Hurricanes are also referred to as cyclones or typhoons depending on which region of the world you live in.


[i] "The data suggest that we are in the beginning of a warm Atlantic phase," said Alberto M. Mestas-Nunez, a physical oceanographer at the National Oceanographic and Atmospheric Administration's marine institute at the University of Miami. "And thus an active Atlantic hurricane era may be under way, similar to that last seen from the late 1920s to the late 1960s."

[ii] Based on basic science, observational sensitivity studies, and the climate models referenced by the UN Intergovernmental Panel on Climate Change (IPCC), temperatures may increase by 1.4 to 5.8 °C between 1990 and 2100 [1]. This is expected to result in other climate changes including rises in sea level and changes in the amount and pattern of precipitation. Such changes may increase extreme weather events such as floods, droughts, heat waves, and hurricanes, change agricultural yields, or contribute to biological extinctions. Although warming is expected to affect the frequency and magnitude of these events, it is very difficult to connect any particular event to global warming.

iii] "People talk about what is 'normal' for hurricanes, but there's a new definition of 'normal' now," said Roger Pielke Jr., an environmental studies professor at the University of Colorado. "This is out of people's range of experience. But there will be far more activity and far more destruction." Kerry Emanuel, a well-known researcher at the Massachusetts Institute of Technology published a paper in Nature (August, 2005) considering 50 years of storm data and stating that indeed, hurricanes in the Atlantic and North Pacific were becoming more powerful. Significantly, the increase tracked with the rise in sea surface temperatures. In September, a group of scientists led by Peter Webster at Georgia Tech found that, worldwide, the number of the strongest hurricanes -- categories 4 and 5 -- has nearly doubled over the past 35 years. The authors aligned the finding with global warming and a rise in sea surface temperatures. "Our work is consistent with the concept that there is a relationship between increasing sea surface temperature and hurricane intensity,". (By Peter Whoriskey,Washington Post Staff Writer, Sunday, November 27, 2005).

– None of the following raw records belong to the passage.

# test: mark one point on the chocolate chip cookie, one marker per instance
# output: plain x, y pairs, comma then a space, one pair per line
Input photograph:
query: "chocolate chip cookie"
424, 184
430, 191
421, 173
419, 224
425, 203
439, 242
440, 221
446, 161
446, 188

[iv] According to hurricane expert Dr. William Gray at Colorado State University, we should see an increase in storm activity over the next 20 years. The storms are expected to cause 5 to 10 times the amount of damage on the Gulf and Atlantic Coasts than previously experienced, due to the massive increase in population and development along these coastlines. The hurricane activity of the next 20 years should resemble the period that began in the late 1920s and lasted through the 1940s. The increase is due to higher salinity content in the Atlantic Ocean, which alters its currents and increases average ocean temperatures, fueling more storms. Gray emphasizes that this is a cyclical trend and has nothing to do with global warming (CNN, April 22, 2000).

[v] Nov. 29, 2005 — The nation is now wrapping up the 11th year of a new era of heightened Atlantic hurricane activity. This era has been unfolding in the Atlantic since 1995, and is expected to continue for the next decade or perhaps longer. NOAA attributes this increased activity to natural occurring cycles in tropical climate patterns near the equator. These cycles, called “the tropical multi-decadal signal,” typically last several decades (20 to 30 years or even longer).

[vi] This hurricane season shattered records that have stood for decades—most named storms, most hurricanes and most category five storms. Arguably, it was the most devastating hurricane season the country has experienced in modern times,” said retired Navy Vice Adm.Conrad C. Lautenbacher, Jr., Ph.D., undersecretary of commerce for oceans and atmosphere and NOAA administrator.